Proctoscopy preparation instructions will be given to you by your doctor or surgeon. Proctoscopy requires a clear rectum to allow for good inspection and visibility.

You may be instructed to cease eating for up to 24 hours prior to your treatment and instead consume just liquids. To relieve constipation, your doctor may prescribe laxatives. Some practitioners may require you to perform an enema before your session to clear your rectum.

Proctoscopy Procedure

An outpatient clinic or a hospital can perform a proctoscopy. Anaesthesia is not required unless you choose a more relaxing experience. Your knees should be bent when you lay on your side.

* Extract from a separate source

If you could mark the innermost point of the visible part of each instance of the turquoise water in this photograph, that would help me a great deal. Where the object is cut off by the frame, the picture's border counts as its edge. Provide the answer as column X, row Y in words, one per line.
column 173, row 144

Your doctor will place their lubricated, gloved finger inside your anus as a starting point. In medical terms, this is named a digital evaluation. It is done to see if there are any obstructions or uncomfortable spots. 

The proctoscope will then be inserted into your anus by the doctor. During a proctoscopy, your doctor will be able to see more clearly inside your colon due to the air compressed in your colon.

During the operation, the doctor may remove a sample of tissue. A biopsy is a medical term for this procedure. Proctoscopes and small equipment are used for this procedure.

During this test, you may experience cramps, fullness, and a need to urinate. This technique shouldn’t cause any discomfort at all! It takes about 10 minutes to complete the test. When the proctoscope is no longer in use, the doctor will remove it. Then your doctor may permit you to leave the hospital.


Proctoscopy is somehow uncomfortable but sometimes requires a diagnostic tool for identifying issues with the anus and ileum. Inquire with your doctor about the drawbacks and benefits of this technique. If you need this test, you should get it. A few minutes of modest discomfort can pay off in the long run, especially when diagnosing and treating certain illnesses.